Chels followed his instructions. Her fears bubbled up but she imagined the cone springing from her chest.
Atone said, "Breath calmly. With each exhalation, relax. Feel the ship pressing your buttocks and back. You join with the ship. It remains constant in the transfer to jumpspace. Your sins twist in your mind but you concentrate on the contact with the ship."
But Progress isn't a ship, she thought. Ships traverse the universe's black heart. Chels gasped and opened her eyes.
"External distractions are the enemy." Atone knew and verbalized her fear. "You fight the enemy with calm. Let the nightmares wash through you, pass over you like a warm stream but you can't drown in this stream."
She repeated his advice silently. Her breathing normalized and deepened.
"Your head and mind are one with a safe haven, Chels. A haven drawn from your memory. Have you such a place?"
Chels drifted from her body. "Here. Slate's. This chamber."

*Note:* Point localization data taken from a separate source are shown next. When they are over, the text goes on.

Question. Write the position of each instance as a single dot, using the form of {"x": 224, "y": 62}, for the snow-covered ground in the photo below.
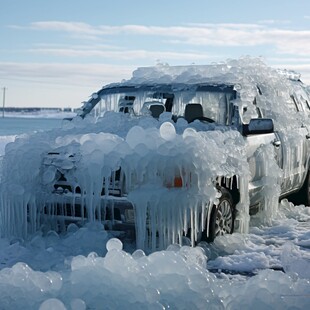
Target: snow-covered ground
{"x": 86, "y": 268}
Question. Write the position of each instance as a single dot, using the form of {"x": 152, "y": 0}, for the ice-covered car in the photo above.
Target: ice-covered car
{"x": 181, "y": 151}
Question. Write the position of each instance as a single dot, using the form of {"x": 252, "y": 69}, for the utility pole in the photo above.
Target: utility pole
{"x": 4, "y": 89}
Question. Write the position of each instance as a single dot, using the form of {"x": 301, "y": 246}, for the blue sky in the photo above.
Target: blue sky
{"x": 56, "y": 53}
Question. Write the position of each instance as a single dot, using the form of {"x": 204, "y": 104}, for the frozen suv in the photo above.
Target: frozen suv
{"x": 182, "y": 151}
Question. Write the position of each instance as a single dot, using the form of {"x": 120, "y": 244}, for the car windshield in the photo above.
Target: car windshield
{"x": 216, "y": 100}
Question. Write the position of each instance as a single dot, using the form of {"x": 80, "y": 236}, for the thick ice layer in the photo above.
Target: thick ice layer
{"x": 149, "y": 157}
{"x": 151, "y": 153}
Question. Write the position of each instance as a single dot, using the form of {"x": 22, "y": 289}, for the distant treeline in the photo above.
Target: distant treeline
{"x": 30, "y": 110}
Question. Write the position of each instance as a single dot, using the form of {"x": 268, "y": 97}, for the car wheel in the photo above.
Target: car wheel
{"x": 221, "y": 219}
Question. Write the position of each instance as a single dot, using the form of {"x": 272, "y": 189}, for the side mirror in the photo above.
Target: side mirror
{"x": 258, "y": 126}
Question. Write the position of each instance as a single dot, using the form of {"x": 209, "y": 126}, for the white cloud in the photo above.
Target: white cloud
{"x": 59, "y": 73}
{"x": 286, "y": 41}
{"x": 121, "y": 54}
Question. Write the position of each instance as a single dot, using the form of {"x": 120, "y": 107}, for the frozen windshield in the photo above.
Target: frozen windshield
{"x": 216, "y": 100}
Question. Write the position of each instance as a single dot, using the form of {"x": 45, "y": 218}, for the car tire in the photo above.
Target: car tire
{"x": 221, "y": 219}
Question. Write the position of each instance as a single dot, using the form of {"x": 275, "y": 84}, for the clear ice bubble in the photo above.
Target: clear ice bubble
{"x": 77, "y": 304}
{"x": 114, "y": 244}
{"x": 52, "y": 304}
{"x": 167, "y": 131}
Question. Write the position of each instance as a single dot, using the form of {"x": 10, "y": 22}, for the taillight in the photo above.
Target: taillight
{"x": 177, "y": 182}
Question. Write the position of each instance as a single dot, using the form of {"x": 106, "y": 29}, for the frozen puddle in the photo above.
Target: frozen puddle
{"x": 76, "y": 271}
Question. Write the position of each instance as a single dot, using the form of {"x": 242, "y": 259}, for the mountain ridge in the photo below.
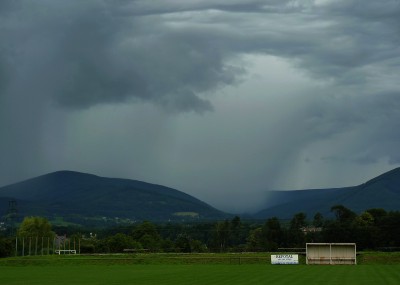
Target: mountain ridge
{"x": 382, "y": 191}
{"x": 70, "y": 194}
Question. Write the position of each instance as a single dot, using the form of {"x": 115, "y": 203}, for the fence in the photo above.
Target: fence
{"x": 29, "y": 246}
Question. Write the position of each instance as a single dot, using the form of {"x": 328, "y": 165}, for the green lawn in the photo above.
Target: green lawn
{"x": 201, "y": 269}
{"x": 202, "y": 274}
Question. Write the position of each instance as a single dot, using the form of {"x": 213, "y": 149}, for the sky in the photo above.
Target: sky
{"x": 222, "y": 99}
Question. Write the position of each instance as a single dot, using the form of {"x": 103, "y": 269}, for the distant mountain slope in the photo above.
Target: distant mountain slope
{"x": 380, "y": 192}
{"x": 75, "y": 195}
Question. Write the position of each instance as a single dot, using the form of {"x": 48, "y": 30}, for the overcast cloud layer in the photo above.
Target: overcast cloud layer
{"x": 220, "y": 99}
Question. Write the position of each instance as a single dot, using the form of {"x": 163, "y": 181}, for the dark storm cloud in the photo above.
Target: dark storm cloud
{"x": 175, "y": 54}
{"x": 91, "y": 52}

"Imprint this moment, this space."
Atone drilled a mantra until the very thought of the word recreated her and Slate's chamber.
Chels lost track of the time, going in and out of trance until she could submerge within minutes after closing her eyes.
Slate's comm broke the silence in the room. "Chels, I've got you passage. The Crossed Swords will barnacle in two hours."
"I hope Rowland lets us leave," she replied.
"He should, your barnacle passage is on one of his scouts."
"How the hell did you manage that?"
"Treaty terms. He wants to pretend he's following the peace accord. And I had to make one or two commitments. Nothing we can't live with if the Confluence backs up Rowland."
Atone asked, "Will she be safe?"
"As your deputized agent, yes. The one agency the admiral apparently respects is the brotherhood. This is your last chance to back out, Chels. We can always try to find someone in the Eddy to chaperone Altman."
"Thanks, but I'm all in now. Just promise me you'll have a warm bed and lots of love waiting when I return. I'll need it."
"Done. Love you, Chels."
"Me too."
"Get rolling, Altman's in transit to the Crossed Swords."
She stretched her legs and stood. "Whoa, I'm woozy."
"You'll feel that way coming out of jump. Take your time."
"Time we don't have at the moment. See me to the Crossed Swords. Any message for Pious?"
"Tell him I'm trying."
"I'm sure he knows you are." Chels prayed she would be in condition to pass the message when she emerged on the other side.